Policy and plan effectiveness monitoring

Monitoring the efficiency and effectiveness of policies, rules or other methods in policy statements or plans (policy and plan monitoring) is an important part of the resource management planning process. It has a direct relationship to sections 32 and 35 of the Act. It is an ongoing activity throughout the planning cycle to assess how well the plan is working. Policy and plan effectiveness monitoring helps determine the need for further action, and possible changes and improvements in policy statements and plans, or in actions taken to implement them.

The Resource Management Act (RMA) requires local authorities to monitor the efficiency and effectiveness of policies, rules, or other methods in its policy statements or plans; to take appropriate action when monitoring indicates that this is necessary and to prepare a report at least every five years on the results of section 35(2)(b) monitoring.

Monitoring closes the loop in the 'plan - do - monitor - review' cycle and informs decision-makers of the consequences of actions and changes in the environment. Policy and plan effectiveness monitoring provides a means for determining how well plans are working in practice. It both builds on and provides information for state of the environment monitoring and can be assisted by monitoring resource consents, compliance and complaints. It is important to have an integrated approach.

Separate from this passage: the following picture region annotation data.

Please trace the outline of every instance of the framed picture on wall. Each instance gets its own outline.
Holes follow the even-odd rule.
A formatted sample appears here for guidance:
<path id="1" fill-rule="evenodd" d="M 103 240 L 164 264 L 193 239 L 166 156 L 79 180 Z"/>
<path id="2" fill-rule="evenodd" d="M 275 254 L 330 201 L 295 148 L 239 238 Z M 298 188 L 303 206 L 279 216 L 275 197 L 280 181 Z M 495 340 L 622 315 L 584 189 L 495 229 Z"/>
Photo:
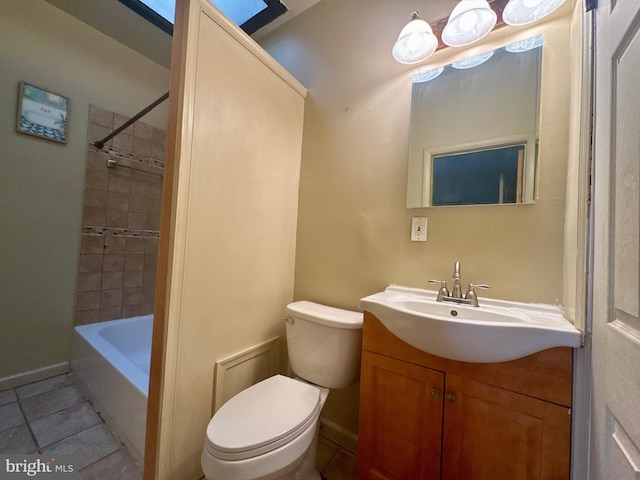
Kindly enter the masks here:
<path id="1" fill-rule="evenodd" d="M 67 143 L 68 108 L 67 97 L 20 82 L 16 128 L 20 133 Z"/>

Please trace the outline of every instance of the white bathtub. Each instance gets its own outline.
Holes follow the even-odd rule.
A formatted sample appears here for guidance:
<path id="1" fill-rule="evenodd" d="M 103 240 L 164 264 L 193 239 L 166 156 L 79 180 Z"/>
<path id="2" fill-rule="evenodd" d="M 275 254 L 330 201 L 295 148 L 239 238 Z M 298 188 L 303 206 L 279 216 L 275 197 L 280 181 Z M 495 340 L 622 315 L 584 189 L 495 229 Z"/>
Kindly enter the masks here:
<path id="1" fill-rule="evenodd" d="M 71 370 L 107 424 L 142 464 L 153 315 L 81 325 Z"/>

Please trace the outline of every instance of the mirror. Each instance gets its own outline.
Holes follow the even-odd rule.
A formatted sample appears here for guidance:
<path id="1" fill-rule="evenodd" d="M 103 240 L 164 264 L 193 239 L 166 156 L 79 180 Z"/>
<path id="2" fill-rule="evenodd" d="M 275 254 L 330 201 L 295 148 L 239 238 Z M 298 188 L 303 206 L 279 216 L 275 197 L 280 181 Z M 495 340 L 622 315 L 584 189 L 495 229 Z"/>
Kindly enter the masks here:
<path id="1" fill-rule="evenodd" d="M 531 203 L 542 35 L 414 75 L 407 207 Z"/>

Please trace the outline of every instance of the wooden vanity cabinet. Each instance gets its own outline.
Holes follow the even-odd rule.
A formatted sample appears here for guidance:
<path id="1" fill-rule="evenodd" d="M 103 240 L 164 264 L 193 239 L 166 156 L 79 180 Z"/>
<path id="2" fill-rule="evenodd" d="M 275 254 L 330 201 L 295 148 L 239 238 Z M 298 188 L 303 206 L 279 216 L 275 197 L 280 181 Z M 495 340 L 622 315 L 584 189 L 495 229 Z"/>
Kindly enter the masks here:
<path id="1" fill-rule="evenodd" d="M 570 348 L 497 364 L 422 352 L 365 312 L 359 480 L 570 475 Z"/>

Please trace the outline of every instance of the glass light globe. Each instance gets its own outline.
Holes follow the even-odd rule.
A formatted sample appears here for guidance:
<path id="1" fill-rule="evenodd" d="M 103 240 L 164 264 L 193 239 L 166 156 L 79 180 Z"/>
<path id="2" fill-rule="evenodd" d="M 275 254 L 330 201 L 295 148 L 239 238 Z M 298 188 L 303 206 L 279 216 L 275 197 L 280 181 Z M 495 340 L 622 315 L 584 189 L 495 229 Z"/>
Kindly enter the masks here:
<path id="1" fill-rule="evenodd" d="M 478 65 L 482 65 L 491 57 L 493 57 L 493 50 L 479 53 L 478 55 L 474 55 L 473 57 L 458 60 L 457 62 L 453 62 L 451 66 L 453 68 L 457 68 L 458 70 L 467 70 L 468 68 L 473 68 L 473 67 L 477 67 Z"/>
<path id="2" fill-rule="evenodd" d="M 517 42 L 510 43 L 504 49 L 509 53 L 522 53 L 528 52 L 529 50 L 533 50 L 534 48 L 538 48 L 542 46 L 543 35 L 536 35 L 535 37 L 525 38 L 524 40 L 519 40 Z"/>
<path id="3" fill-rule="evenodd" d="M 487 0 L 461 0 L 449 15 L 442 31 L 442 41 L 450 47 L 470 45 L 486 36 L 497 18 Z"/>
<path id="4" fill-rule="evenodd" d="M 553 13 L 565 0 L 510 0 L 502 19 L 508 25 L 526 25 Z"/>
<path id="5" fill-rule="evenodd" d="M 433 80 L 438 77 L 444 71 L 444 67 L 436 67 L 431 68 L 429 70 L 424 70 L 422 72 L 418 72 L 413 77 L 411 77 L 411 83 L 424 83 L 429 80 Z"/>
<path id="6" fill-rule="evenodd" d="M 414 12 L 411 20 L 398 35 L 392 55 L 396 62 L 413 64 L 429 58 L 438 46 L 431 26 Z"/>

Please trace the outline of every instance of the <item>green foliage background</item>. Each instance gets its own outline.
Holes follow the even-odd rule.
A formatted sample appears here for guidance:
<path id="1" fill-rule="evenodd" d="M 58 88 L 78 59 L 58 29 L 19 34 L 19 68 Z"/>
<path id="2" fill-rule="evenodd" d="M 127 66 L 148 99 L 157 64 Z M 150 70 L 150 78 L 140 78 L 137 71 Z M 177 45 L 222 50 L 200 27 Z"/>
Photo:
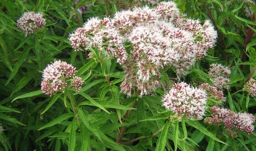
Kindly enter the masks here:
<path id="1" fill-rule="evenodd" d="M 256 32 L 256 22 L 244 11 L 244 7 L 251 6 L 255 12 L 255 4 L 175 1 L 188 17 L 214 21 L 219 32 L 216 47 L 182 80 L 192 85 L 198 81 L 211 83 L 206 73 L 209 65 L 218 63 L 231 67 L 231 88 L 224 92 L 224 106 L 236 112 L 255 114 L 255 98 L 241 90 L 256 76 L 256 39 L 248 34 L 250 29 Z M 120 93 L 123 73 L 116 61 L 107 59 L 100 64 L 89 59 L 84 52 L 75 52 L 68 38 L 89 18 L 113 16 L 137 2 L 81 0 L 73 10 L 73 2 L 0 1 L 0 123 L 5 130 L 0 133 L 0 151 L 256 150 L 254 132 L 239 133 L 234 138 L 223 134 L 224 127 L 203 120 L 170 121 L 169 112 L 162 106 L 162 91 L 142 98 L 127 98 Z M 76 9 L 83 5 L 90 10 L 81 15 Z M 46 24 L 37 34 L 25 37 L 17 21 L 30 11 L 43 12 Z M 59 59 L 72 65 L 83 77 L 85 83 L 80 92 L 71 90 L 51 97 L 42 92 L 44 69 Z M 170 74 L 167 71 L 163 76 L 168 79 Z M 76 100 L 77 114 L 70 99 Z M 208 111 L 206 116 L 210 116 Z M 119 131 L 124 133 L 121 140 L 117 140 Z"/>

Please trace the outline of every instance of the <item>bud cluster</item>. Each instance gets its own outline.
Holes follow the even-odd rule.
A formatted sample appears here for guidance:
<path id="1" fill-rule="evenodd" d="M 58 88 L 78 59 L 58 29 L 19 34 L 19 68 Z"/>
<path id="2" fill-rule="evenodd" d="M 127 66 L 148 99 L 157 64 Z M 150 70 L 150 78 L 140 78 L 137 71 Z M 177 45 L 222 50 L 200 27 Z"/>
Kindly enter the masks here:
<path id="1" fill-rule="evenodd" d="M 204 115 L 206 95 L 204 90 L 182 82 L 175 84 L 162 101 L 166 109 L 176 113 L 176 117 L 185 116 L 198 119 Z"/>
<path id="2" fill-rule="evenodd" d="M 236 132 L 237 131 L 250 134 L 254 129 L 253 124 L 255 122 L 255 118 L 251 114 L 236 113 L 230 110 L 221 109 L 216 106 L 211 107 L 210 110 L 212 113 L 211 117 L 205 118 L 204 122 L 215 125 L 220 125 L 223 124 L 224 127 L 228 130 L 228 134 L 230 136 L 232 136 L 230 131 L 232 129 L 234 131 L 233 136 L 235 137 L 237 137 Z"/>
<path id="3" fill-rule="evenodd" d="M 38 32 L 40 28 L 44 28 L 45 24 L 43 14 L 33 12 L 24 13 L 17 21 L 17 27 L 19 30 L 23 31 L 25 36 Z"/>
<path id="4" fill-rule="evenodd" d="M 75 76 L 77 72 L 76 68 L 66 62 L 57 61 L 48 66 L 44 70 L 43 80 L 41 85 L 43 93 L 51 96 L 57 91 L 64 92 L 72 87 L 77 92 L 81 90 L 84 82 L 82 78 Z M 70 84 L 68 80 L 70 78 Z"/>
<path id="5" fill-rule="evenodd" d="M 253 97 L 256 96 L 256 80 L 251 78 L 244 86 L 243 90 L 249 93 L 249 95 Z"/>
<path id="6" fill-rule="evenodd" d="M 173 67 L 180 79 L 214 46 L 217 34 L 209 21 L 202 25 L 183 16 L 172 1 L 152 9 L 135 7 L 117 12 L 112 19 L 89 19 L 69 40 L 75 51 L 92 48 L 116 58 L 124 70 L 121 92 L 141 97 L 164 83 L 161 72 Z"/>
<path id="7" fill-rule="evenodd" d="M 213 64 L 210 65 L 209 76 L 213 79 L 211 81 L 218 89 L 222 90 L 223 88 L 228 89 L 229 87 L 226 83 L 230 81 L 229 77 L 231 71 L 228 67 L 224 67 L 220 64 Z"/>

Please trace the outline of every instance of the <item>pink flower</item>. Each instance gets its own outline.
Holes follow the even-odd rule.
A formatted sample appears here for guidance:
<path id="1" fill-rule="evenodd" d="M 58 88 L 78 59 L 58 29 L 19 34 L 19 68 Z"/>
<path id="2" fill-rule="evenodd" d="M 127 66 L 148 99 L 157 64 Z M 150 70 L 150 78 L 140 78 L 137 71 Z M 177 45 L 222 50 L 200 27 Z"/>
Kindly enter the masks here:
<path id="1" fill-rule="evenodd" d="M 256 96 L 256 81 L 254 79 L 251 78 L 244 86 L 243 90 L 249 93 L 249 95 L 253 97 Z"/>
<path id="2" fill-rule="evenodd" d="M 216 125 L 220 125 L 223 123 L 228 134 L 230 136 L 232 136 L 232 133 L 230 133 L 232 129 L 235 131 L 241 131 L 248 134 L 251 134 L 254 129 L 253 124 L 255 118 L 251 114 L 236 113 L 230 110 L 220 109 L 216 106 L 211 107 L 210 110 L 212 112 L 211 117 L 205 118 L 204 122 Z M 234 133 L 233 136 L 237 136 L 236 132 Z"/>
<path id="3" fill-rule="evenodd" d="M 17 27 L 19 30 L 23 31 L 26 37 L 43 28 L 45 24 L 45 19 L 43 18 L 43 14 L 33 12 L 24 13 L 17 21 Z"/>
<path id="4" fill-rule="evenodd" d="M 71 86 L 79 92 L 83 84 L 81 78 L 75 76 L 77 72 L 76 68 L 66 62 L 57 61 L 48 66 L 44 70 L 41 89 L 43 93 L 51 96 L 57 91 L 64 92 L 69 88 L 67 80 L 71 79 Z"/>
<path id="5" fill-rule="evenodd" d="M 213 64 L 210 65 L 209 70 L 208 74 L 213 79 L 210 80 L 215 87 L 219 90 L 222 90 L 223 88 L 229 88 L 226 83 L 230 80 L 229 78 L 231 73 L 229 68 L 220 64 Z"/>
<path id="6" fill-rule="evenodd" d="M 202 118 L 206 108 L 206 92 L 183 82 L 174 84 L 162 99 L 163 105 L 176 114 L 177 117 Z"/>

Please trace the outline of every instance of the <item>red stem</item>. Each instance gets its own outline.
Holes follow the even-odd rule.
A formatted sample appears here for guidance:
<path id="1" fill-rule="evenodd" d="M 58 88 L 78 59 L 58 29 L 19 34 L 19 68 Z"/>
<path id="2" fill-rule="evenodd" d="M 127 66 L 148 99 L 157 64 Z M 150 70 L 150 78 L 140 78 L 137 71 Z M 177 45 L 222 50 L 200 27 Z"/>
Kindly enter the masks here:
<path id="1" fill-rule="evenodd" d="M 218 32 L 218 35 L 219 37 L 219 39 L 220 39 L 221 42 L 222 43 L 222 45 L 223 45 L 223 47 L 224 48 L 224 50 L 226 50 L 226 49 L 227 49 L 227 47 L 226 46 L 226 45 L 225 45 L 225 43 L 224 42 L 224 39 L 223 39 L 223 37 L 222 37 L 222 35 L 221 34 L 221 33 L 219 30 L 219 28 L 218 28 L 218 27 L 216 25 L 215 21 L 214 21 L 213 17 L 212 17 L 212 15 L 211 12 L 211 11 L 210 11 L 210 10 L 209 9 L 209 8 L 208 7 L 207 4 L 205 2 L 204 2 L 204 4 L 205 6 L 205 8 L 206 8 L 206 9 L 207 9 L 207 11 L 209 13 L 210 18 L 211 19 L 211 20 L 212 22 L 212 24 L 216 28 L 216 29 L 217 31 L 217 32 Z M 227 54 L 227 53 L 226 52 L 225 52 L 225 55 L 226 56 L 226 60 L 227 60 L 227 63 L 228 63 L 228 64 L 229 64 L 229 58 L 228 57 L 228 54 Z"/>
<path id="2" fill-rule="evenodd" d="M 255 3 L 255 5 L 256 6 L 256 2 Z M 251 17 L 251 21 L 254 21 L 255 20 L 255 14 L 254 12 L 253 12 L 252 14 L 252 16 Z M 252 27 L 252 26 L 251 25 L 251 27 Z M 255 28 L 255 27 L 254 27 L 254 28 Z M 246 35 L 246 38 L 245 38 L 245 41 L 244 42 L 244 48 L 243 48 L 243 55 L 242 55 L 242 58 L 241 59 L 241 60 L 242 63 L 243 63 L 245 61 L 245 57 L 246 57 L 246 54 L 245 52 L 246 51 L 246 46 L 247 46 L 247 45 L 250 42 L 250 40 L 251 40 L 251 37 L 254 33 L 254 31 L 251 29 L 249 28 L 248 29 L 248 32 L 247 32 L 247 35 Z M 243 68 L 244 67 L 244 65 L 241 65 L 240 66 L 240 68 L 241 70 L 243 70 Z"/>

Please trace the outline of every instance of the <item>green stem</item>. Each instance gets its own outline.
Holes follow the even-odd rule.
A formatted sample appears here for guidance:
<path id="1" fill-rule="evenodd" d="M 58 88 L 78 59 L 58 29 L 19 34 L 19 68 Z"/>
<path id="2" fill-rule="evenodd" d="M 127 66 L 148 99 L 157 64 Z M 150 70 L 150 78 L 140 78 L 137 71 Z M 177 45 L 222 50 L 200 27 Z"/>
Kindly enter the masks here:
<path id="1" fill-rule="evenodd" d="M 77 109 L 75 104 L 75 101 L 73 99 L 73 98 L 71 97 L 71 96 L 70 96 L 70 94 L 68 93 L 68 97 L 69 97 L 69 100 L 70 100 L 71 105 L 72 105 L 72 108 L 73 108 L 73 110 L 74 111 L 75 115 L 76 117 L 77 115 Z"/>

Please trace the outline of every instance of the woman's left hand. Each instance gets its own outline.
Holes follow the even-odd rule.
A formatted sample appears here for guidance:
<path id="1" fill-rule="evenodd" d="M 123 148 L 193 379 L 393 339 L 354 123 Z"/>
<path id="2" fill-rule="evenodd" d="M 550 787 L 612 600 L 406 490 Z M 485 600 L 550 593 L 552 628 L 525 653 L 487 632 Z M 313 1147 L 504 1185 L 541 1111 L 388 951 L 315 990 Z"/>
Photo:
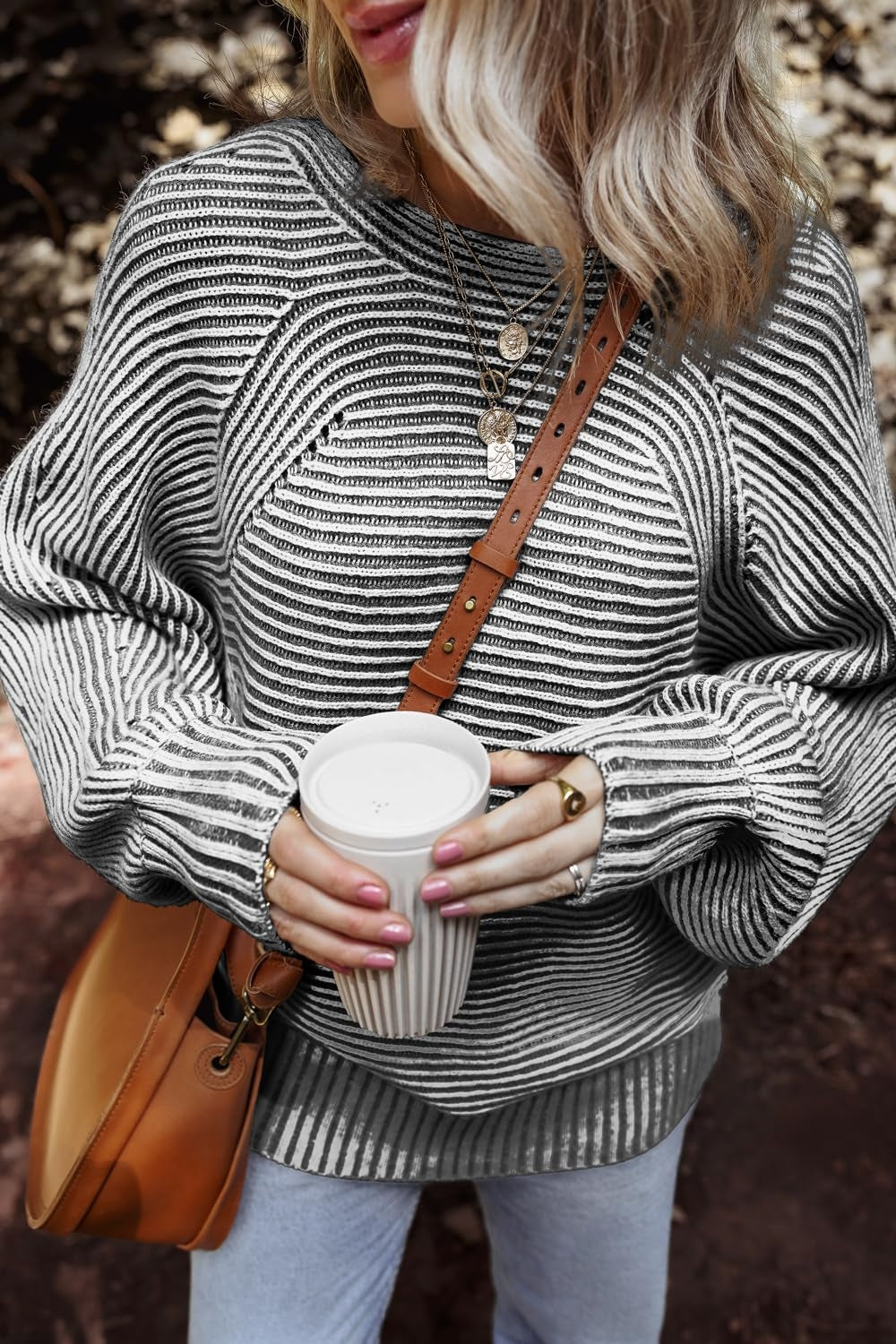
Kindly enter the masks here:
<path id="1" fill-rule="evenodd" d="M 433 845 L 435 871 L 420 898 L 441 914 L 486 915 L 514 906 L 555 900 L 575 891 L 568 864 L 591 876 L 603 835 L 603 774 L 586 755 L 545 751 L 490 751 L 493 785 L 531 785 L 516 798 L 451 827 Z M 586 798 L 571 821 L 552 775 Z"/>

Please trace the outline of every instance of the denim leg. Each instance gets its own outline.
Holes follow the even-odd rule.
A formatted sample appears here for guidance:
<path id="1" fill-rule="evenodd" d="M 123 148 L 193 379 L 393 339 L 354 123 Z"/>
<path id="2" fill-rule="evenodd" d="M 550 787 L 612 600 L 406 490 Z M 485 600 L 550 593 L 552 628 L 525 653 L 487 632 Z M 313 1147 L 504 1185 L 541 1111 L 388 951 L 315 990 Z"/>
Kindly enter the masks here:
<path id="1" fill-rule="evenodd" d="M 629 1161 L 476 1181 L 490 1241 L 494 1344 L 658 1344 L 678 1159 L 695 1106 Z"/>
<path id="2" fill-rule="evenodd" d="M 377 1344 L 420 1189 L 250 1152 L 227 1238 L 188 1253 L 188 1344 Z"/>

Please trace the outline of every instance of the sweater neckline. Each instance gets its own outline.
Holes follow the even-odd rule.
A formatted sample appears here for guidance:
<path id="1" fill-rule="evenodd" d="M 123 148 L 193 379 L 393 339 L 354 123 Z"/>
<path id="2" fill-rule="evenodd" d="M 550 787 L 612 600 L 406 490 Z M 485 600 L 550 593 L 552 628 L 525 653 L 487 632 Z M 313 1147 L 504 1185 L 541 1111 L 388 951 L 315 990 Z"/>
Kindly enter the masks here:
<path id="1" fill-rule="evenodd" d="M 451 276 L 442 250 L 439 230 L 431 212 L 406 196 L 390 196 L 376 184 L 365 183 L 360 161 L 320 118 L 285 120 L 298 120 L 300 124 L 312 130 L 317 153 L 314 161 L 308 163 L 308 171 L 312 173 L 318 192 L 324 195 L 328 206 L 343 218 L 347 227 L 356 237 L 372 245 L 407 277 L 422 281 L 429 289 L 437 289 L 443 297 L 453 300 Z M 466 226 L 458 227 L 501 293 L 510 301 L 529 297 L 536 289 L 551 281 L 552 270 L 559 267 L 560 251 L 556 247 L 539 249 L 535 243 L 506 238 L 504 234 L 489 234 Z M 454 226 L 446 224 L 446 230 L 467 290 L 472 294 L 476 293 L 480 300 L 489 298 L 497 304 L 492 288 L 458 238 Z M 545 255 L 549 259 L 549 266 L 545 262 Z M 594 251 L 590 253 L 590 257 L 594 257 Z M 602 288 L 603 266 L 598 257 L 587 293 L 594 297 Z M 547 304 L 555 296 L 556 288 L 551 284 L 539 302 Z M 560 313 L 566 313 L 567 309 L 568 297 L 564 300 Z"/>

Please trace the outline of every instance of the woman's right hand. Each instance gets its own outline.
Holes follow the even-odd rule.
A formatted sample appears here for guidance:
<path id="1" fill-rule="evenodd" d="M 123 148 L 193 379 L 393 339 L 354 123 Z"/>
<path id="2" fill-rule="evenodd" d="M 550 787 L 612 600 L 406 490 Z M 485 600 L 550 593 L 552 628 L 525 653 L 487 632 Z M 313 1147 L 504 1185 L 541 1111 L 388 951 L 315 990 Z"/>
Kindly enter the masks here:
<path id="1" fill-rule="evenodd" d="M 283 942 L 332 970 L 395 965 L 390 949 L 407 945 L 414 929 L 388 909 L 380 876 L 330 849 L 293 809 L 274 827 L 267 852 L 277 872 L 265 892 Z"/>

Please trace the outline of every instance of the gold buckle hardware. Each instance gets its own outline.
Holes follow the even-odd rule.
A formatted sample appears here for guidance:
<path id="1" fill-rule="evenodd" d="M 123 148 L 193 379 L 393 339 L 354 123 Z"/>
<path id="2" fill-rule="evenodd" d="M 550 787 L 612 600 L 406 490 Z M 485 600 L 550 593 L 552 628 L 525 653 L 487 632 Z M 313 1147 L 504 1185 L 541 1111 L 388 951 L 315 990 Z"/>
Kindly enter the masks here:
<path id="1" fill-rule="evenodd" d="M 270 1015 L 273 1013 L 274 1007 L 275 1005 L 271 1004 L 270 1008 L 265 1008 L 265 1009 L 257 1008 L 255 1004 L 249 997 L 249 986 L 243 985 L 243 1017 L 242 1017 L 242 1021 L 236 1023 L 236 1027 L 234 1028 L 234 1034 L 230 1038 L 230 1040 L 227 1042 L 227 1047 L 226 1047 L 223 1055 L 218 1055 L 218 1058 L 212 1058 L 212 1064 L 215 1066 L 215 1068 L 220 1068 L 223 1071 L 224 1068 L 227 1068 L 230 1066 L 230 1056 L 232 1055 L 234 1050 L 236 1048 L 236 1046 L 239 1044 L 239 1042 L 246 1035 L 250 1024 L 254 1023 L 257 1027 L 263 1027 L 265 1023 L 267 1021 L 267 1019 L 270 1017 Z"/>

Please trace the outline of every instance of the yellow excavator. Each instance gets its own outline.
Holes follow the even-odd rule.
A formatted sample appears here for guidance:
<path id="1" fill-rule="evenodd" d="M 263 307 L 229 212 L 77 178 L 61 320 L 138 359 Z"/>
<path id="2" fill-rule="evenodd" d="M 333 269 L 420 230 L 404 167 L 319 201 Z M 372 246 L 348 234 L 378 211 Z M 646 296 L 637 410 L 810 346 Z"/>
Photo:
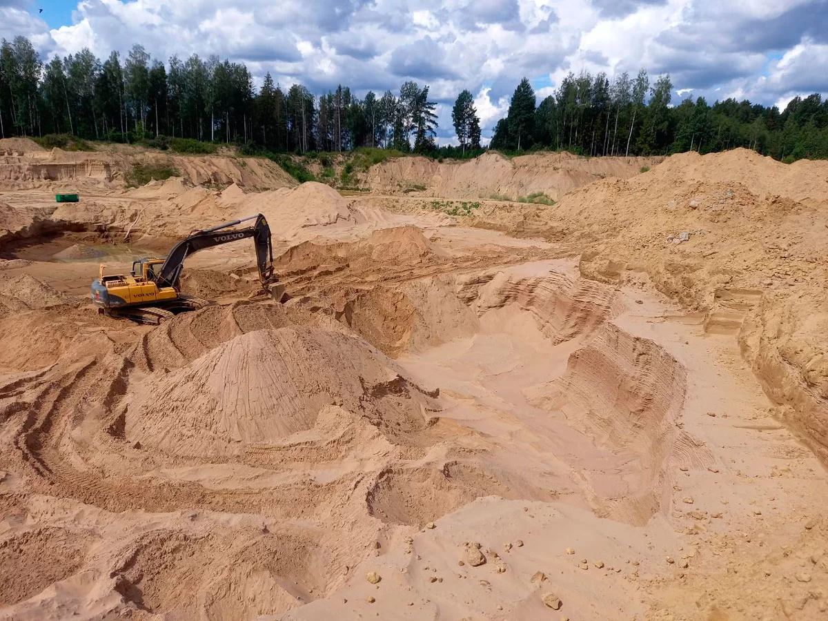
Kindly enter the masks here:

Start plan monitoring early

  • Think about monitoring at the start of the policy and plan development process. Do not wait until the plan is fully operative or useful information may be missed.
  • Develop a monitoring/evaluation programme at the same time as plan provisions are developed but recognise things may change.
  • Monitor the implementation of policy and plans. It is essential to know that plan methods are being implemented before checking that anticipated outcomes are being achieved.
  • Remember monitoring is a systematic and ongoing process rather than a one-off task. This means there will be a continuous review process for policies and plans.
  • Be focused; monitor priority matters first. Many councils have started by monitoring and reviewing the environmental results expected (EREs) in policy and plans. This helps to determine if EREs are being achieved and whether or not they need to be more focused (and rewritten) to be measurable. This is all part of the monitoring process.
  • Consider the plan's context and external factors, eg, population growth or decline.
  • Establish the links with monitoring the state of the environment and the monitoring of resource consents, compliance and complaints.